Wait, I have an even better idea. A rabbit!
I remember the good ol’ days of memorizing vocab words that I could barely pronounce, let alone understand, until the point that I hated them with a fiery passion. I remember being handed a worksheet covered from top to bottom in long sentences, each of which had to be labeled as either pathos, ethos, or logos. I remember having to differentiate between metaphors and similes. I remember taking the final AP (Advanced Placement) exam and feeling like my hand was just going to fall off after writing so many essays.
Despite all that, it was still my favorite class. I was in my element. Being graded on how well I could read and write was a godsend.
I was watching a movie the other day and there was a scene where two of the characters confronted each other on top of a high-rise building overlooking the city below. It made me realize something…
Sure, having a showdown on a rooftop is cliche and way overused, but it has its merits. It symbolizes the struggle of the characters, the precariousness of the situation. You find your heart beating faster as they move closer to the edge. Is the pressure too much? Will one of them jump?
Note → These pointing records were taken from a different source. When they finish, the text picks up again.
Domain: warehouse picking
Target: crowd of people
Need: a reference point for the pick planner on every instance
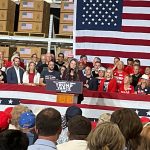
(129, 79)
(21, 129)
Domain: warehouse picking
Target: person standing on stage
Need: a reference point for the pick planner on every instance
(15, 73)
(49, 73)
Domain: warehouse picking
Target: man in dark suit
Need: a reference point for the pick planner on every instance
(90, 82)
(15, 73)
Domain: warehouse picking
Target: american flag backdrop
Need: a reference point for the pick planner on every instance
(94, 103)
(113, 28)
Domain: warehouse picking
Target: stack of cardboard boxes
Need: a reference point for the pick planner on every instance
(7, 15)
(34, 16)
(66, 18)
(27, 51)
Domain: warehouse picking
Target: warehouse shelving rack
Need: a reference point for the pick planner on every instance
(49, 42)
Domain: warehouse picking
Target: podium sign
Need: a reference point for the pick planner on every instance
(62, 86)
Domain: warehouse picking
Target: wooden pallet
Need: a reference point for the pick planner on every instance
(70, 36)
(21, 34)
(6, 33)
(30, 34)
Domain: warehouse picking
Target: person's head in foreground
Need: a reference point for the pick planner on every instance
(106, 136)
(48, 124)
(13, 140)
(79, 128)
(72, 111)
(105, 117)
(16, 112)
(131, 127)
(4, 121)
(27, 120)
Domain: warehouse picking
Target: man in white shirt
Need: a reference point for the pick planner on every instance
(79, 128)
(48, 128)
(15, 73)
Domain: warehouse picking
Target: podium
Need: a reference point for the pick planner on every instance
(67, 91)
(67, 98)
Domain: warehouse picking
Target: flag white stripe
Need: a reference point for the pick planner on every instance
(116, 47)
(28, 95)
(107, 59)
(135, 23)
(87, 112)
(113, 34)
(136, 10)
(118, 103)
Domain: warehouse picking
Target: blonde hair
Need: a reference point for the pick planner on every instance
(16, 112)
(106, 136)
(105, 117)
(146, 132)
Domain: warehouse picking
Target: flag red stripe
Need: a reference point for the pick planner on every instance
(37, 102)
(135, 29)
(136, 16)
(136, 3)
(112, 53)
(113, 40)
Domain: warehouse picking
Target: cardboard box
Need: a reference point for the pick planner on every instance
(33, 16)
(34, 21)
(6, 4)
(66, 29)
(34, 5)
(5, 26)
(66, 51)
(27, 51)
(66, 18)
(67, 7)
(34, 27)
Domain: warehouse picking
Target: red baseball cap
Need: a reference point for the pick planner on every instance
(144, 119)
(8, 111)
(4, 120)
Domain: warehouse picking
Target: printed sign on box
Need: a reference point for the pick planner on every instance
(64, 86)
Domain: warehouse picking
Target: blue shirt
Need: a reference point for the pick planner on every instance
(41, 144)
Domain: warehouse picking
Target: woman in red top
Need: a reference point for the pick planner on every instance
(126, 87)
(108, 84)
(31, 76)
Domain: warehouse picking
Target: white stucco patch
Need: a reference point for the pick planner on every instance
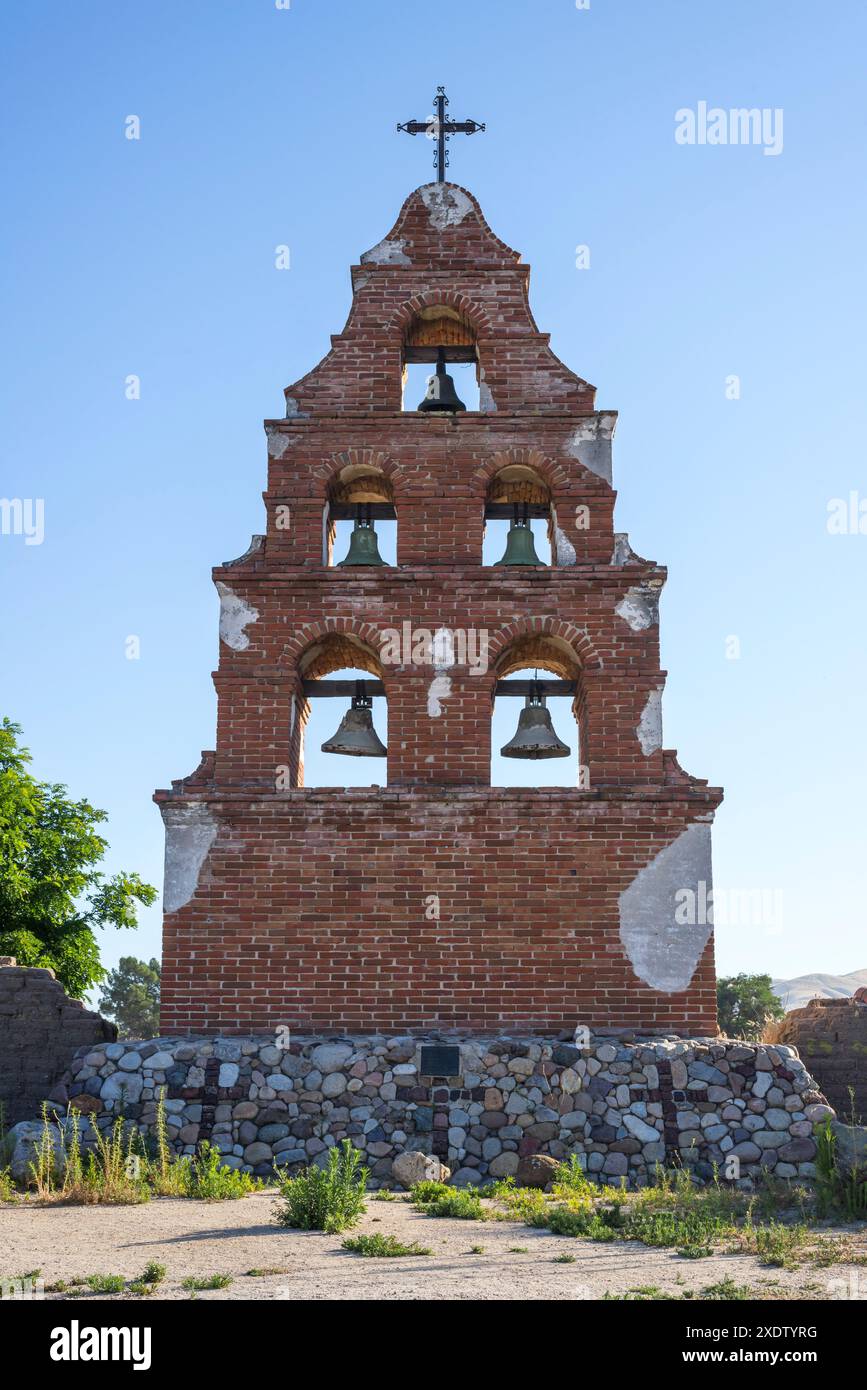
(442, 652)
(386, 253)
(189, 834)
(564, 551)
(278, 441)
(235, 613)
(254, 546)
(664, 952)
(446, 205)
(591, 442)
(650, 724)
(623, 552)
(638, 608)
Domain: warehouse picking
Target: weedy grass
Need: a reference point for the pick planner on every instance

Probably not. But the movie has you hook, line, and sinker.
It’s the same thing with writing. You have to pull your readers in, make them sympathize and pity the characters who are yelling their hearts out on some random company’s roof. If it’s a breakup between lovers, then prepare yourself for a long scene of one of them running down the stairs instead of taking the elevator. This is also a symbol. Halfway down the spiral of emotions, the character realizes it’s over. He/she can’t go back up to the roof and beg forgiveness. They must continue down, further and further away from the past.
Nothing is simple. Everything is a symbol. (Ha! That rhythms!)
It’s the same thing with flowers. As a writer, if you want to subtly insert some foreshadowing into your story, then add flowers. The beginning can be full of bliss and happiness, but then it’s discovered that your bouquet of roses, the very symbol of passionate love, has wilted. Out of nowhere, your characters is punched in the face with reality. Their lover/sweetheart/whatever is actually a murderer and on the run from police. Your character goes from a simple housewife to felon within minutes.
Insignificant details are very rarely insignificant. If high school taught me anything, it’s to pay close attention when reading. One simple little sentence could turn the tides of an otherwise bland story. If you don’t believe, just look up The Grapes of Wrath by Steinbeck. Spoiler alert: everything is a symbol.